Scratches invariably lower the surface quality of sensitive components. Therefore, anti-scratch glasses are essential for protecting the appearance and function of electronic devices and displays. As a standard method, magnetron sputtering with multiple targets is usually employed for fabrication of hard-coating thin films on glass. It produces high coating uniformity, adhesion to the substrate, and allows precise thickness control, but is expensive.
Mass production of such glasses requires a new, simple and cost-effective fabrication method. An interesting alternative process, described in the study, is the deposition of metallic, opaque aluminium and its subsequent transformation into a transparent oxide. This method has a high potential of simplifying the process and thus making it more cost-effective, while enabling the fabrication of highly scratch resistant thin films with good transparency. This technique could be also generalized to other oxide thin films for fabrication of anti-reflective or transparent conductive layers.

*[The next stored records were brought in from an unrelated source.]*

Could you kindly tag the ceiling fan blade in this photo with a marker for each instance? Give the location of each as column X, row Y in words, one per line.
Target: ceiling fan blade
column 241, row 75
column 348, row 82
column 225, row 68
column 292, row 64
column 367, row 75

High hardness and transparency are critically important for anti-scratch coatings. The newly developed thin films were found to contain a crystalline g-aluminium oxide, silicon, and stishovite-SiO2 as a result of inter-diffusion. High hardness values (5H to 9H) and acceptable optical transmission values at visible wavelengths (70 to 85%) were obtained. The results of this study have been published in Advanced Engineering Materials. These layers can be applied to all types of glasses, illustrating the versatility of the process and the future potential for applications in glass and display industry.